Not far from the village of Ishkashim is one of the ancient attractions of the Pamirs and, in particular, the Vakhan corridor-the Fortress of Kakh-Kakha, which is also called Kaakhka. It rises above the Panj river, built on a huge natural rock measuring 700×220 meters. As a defensive structure, this fortress existed from the II century BC, and up to the VII century ad.
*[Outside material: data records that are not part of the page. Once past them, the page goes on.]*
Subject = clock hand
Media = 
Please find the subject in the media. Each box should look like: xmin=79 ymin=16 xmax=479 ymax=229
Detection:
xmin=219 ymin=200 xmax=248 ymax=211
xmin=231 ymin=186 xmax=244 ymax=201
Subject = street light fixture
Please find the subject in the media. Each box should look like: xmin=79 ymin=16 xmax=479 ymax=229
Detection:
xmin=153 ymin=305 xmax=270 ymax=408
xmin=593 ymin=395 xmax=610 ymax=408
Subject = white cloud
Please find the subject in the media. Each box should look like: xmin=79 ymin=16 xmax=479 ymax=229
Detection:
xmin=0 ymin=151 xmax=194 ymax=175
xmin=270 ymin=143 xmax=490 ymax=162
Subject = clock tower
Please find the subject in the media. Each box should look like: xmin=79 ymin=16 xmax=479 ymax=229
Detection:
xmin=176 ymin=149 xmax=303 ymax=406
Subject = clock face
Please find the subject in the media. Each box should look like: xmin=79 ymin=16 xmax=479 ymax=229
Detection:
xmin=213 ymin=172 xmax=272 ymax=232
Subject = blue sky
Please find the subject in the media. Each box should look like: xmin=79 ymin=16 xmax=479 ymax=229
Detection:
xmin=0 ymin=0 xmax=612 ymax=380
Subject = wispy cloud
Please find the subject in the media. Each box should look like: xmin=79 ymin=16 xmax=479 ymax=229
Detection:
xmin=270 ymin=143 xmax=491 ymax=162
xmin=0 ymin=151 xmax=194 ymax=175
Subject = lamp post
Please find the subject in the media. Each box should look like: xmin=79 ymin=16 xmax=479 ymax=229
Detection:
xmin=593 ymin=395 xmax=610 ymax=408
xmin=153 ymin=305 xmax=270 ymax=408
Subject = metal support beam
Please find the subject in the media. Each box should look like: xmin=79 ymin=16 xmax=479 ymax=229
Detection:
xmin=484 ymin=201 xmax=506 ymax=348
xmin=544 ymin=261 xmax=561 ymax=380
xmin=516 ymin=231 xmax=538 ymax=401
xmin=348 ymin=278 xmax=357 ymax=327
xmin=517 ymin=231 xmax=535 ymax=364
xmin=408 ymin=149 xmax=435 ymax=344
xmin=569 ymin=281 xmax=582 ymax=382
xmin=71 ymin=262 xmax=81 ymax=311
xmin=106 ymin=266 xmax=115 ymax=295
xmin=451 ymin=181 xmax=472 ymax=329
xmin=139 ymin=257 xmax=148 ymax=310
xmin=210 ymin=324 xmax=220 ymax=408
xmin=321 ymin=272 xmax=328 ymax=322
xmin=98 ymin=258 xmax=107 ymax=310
Today, the ruins of the huge Fortress remain, but they show that once it was a serious fortification. It is located right on the right Bank of the Panj river, which protects the South side. Kah-Kah is built on a separate standing massive rock height of more than ten meters, which added defenses, but for better protection were erected walls and 56 towers, most of which were located on the Eastern and Western sides of the elongated Fortress. The gate was on the North side. Inside the Fortress was an even more elevated citadel, which had its own walls, which is one of the distinctive features. Thus, Kah-Kah was a Fortress with a Fortress inside.
The unusual name of this Fortress is often tried to explain as follows: once there was a Prince with the name Kaakh, or Kakah, and it got its name in honor of him. But at the same time there is another opinion: that “Kakh” in one of the ancient languages meant a Fortress (for example, in the Turkic languages the Fortress is designated by the word “Kala”), and since this Fortress consists of a Fortress within a fortress, then the name “Kakh-Kakha” turned out.
On the basis of archaeological excavations it was determined that the Fortress was built in the II century BC. Thus it turns out that it was built in the era of the Kushan Empire, when the great silk road was in its heyday. Perhaps precisely thanks to this trade path and emerged Fortress Kakh-Kakha, and its purpose was in protecting caravans, – reaching on Vakhanskomu corridor from China in Afghanistan and India. The decline of the Fortress coincides with the time of the arrival of the Arabs in Central Asia, that is, the VII century. Today, Kakh-Kakha is a historical landmark on the Pamir highway, and its Eastern part is used as a border post, where a detachment of Tajik troops controls the border with Afghanistan. Entrance and photography in this part of the Fortress is prohibited.